I'm not even apologizing anymore for being a bad blogger. I yam what I yam. 

Speaking of yams, here's a book about bunnies. (Yes, I know that makes no sense. There's a reason I don't blog more.) Don't forget to click the icon for awesome reviews!

By Richard Adams
Macmillan, 1972

CHARLOTTE’S WEB is delightful, and I re-read THE INCREDIBLE JOURNEY more than once in my far-off youth. On the whole, though, I’ve avoided animal books. In my view, any book that dresses a toad in a waistcoat is best used as a bookend.  (Yes, I do mean WIND IN THE WILLOWS.) (Not Pooh, though…he's a stuffed animal, which is A-OK with me.)

And so it happens that—even though it’s the favorite book of a wide variety of friends and relations (Yep. A Pooh joke)—I have only recently read WATERSHIP DOWN. Or, more accurately, listened to it on an MP3 player.

I always figured this was one of those charming books about bunnies nibbling clover under halcyon skies, raising their glossy heads only to spout a Zen koan.

I was wrong. As a result, I have spent forty forlorn years not knowing that hraka is Lapine for excrement, and that tharn is an economical synonym for that “deer in the headlights” look George W. Bush used to get when speaking to us from the Oval Office.

This is truly exquisite world-building. The rabbits of WATERSHIP DOWN have names and a language and culture. But theirs is a rabbit’s world, not a human one. It’s utterly true to itself —these rabbits know only what real rabbits would know, with nary a waistcoat in sight.

The book was born as a bedtime story for Richard Adams’s children, who eventually challenged him to write it down. While he was doing so, he watched rabbits and consulted an expert on rabbity behavior. He learned how wild rabbits react to weather, food, danger, and one another, how and why they build their warrens, how they treat their ills and communicate their needs.  From that knowledge, he built a society.

True, the rabbits talk to one another, using a language called Lapine. There’s also a halting common language that enables rabbits to communicate with birds and other animals.

And true, the story may be a bit less than lapinesque.  A prescient young rabbit named Fiver gets intimations of disaster, but cannot persuade his head rabbit to evacuate the warren. As a result, Fiver and his cousin Hazel—the book’s hero—lead a small band of exiles out of the burrow, following Fiver’s sixth sense to a new home. They fight off enemies, figure out how to float across rivers, and launch a quest for does to complete their new warren.

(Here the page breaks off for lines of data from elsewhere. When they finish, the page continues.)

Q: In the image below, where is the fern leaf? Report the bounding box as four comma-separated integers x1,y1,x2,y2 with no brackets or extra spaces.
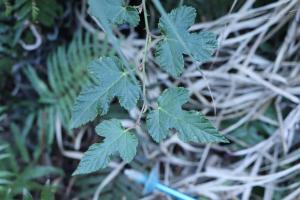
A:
73,119,138,175
155,6,217,76
70,57,140,129
35,0,62,27
147,87,228,143
3,0,12,16
24,32,107,140
31,0,39,20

Their adventures take them to a couple of warrens that do not operate according to rabbits’ natural law. One is corrupted by the influence of men, and one is under the sway of a rabbit dictator—probably the most unlikely departure from reality.

But by the time we confront these anomalies, we’re so comfortable in the rabbit world that we accept the proceedings while understanding how very unnatural these deviant warrens are.

Having won our trust, Adams makes it believable when Hazel and others spring a pair of does from a rabbit hutch. It’s even okay (sort of) when Hazel launches something like a United Nations peace initiative with other species.

I know when I’m wrong. Now, on to THE ART OF RACING IN THE RAIN.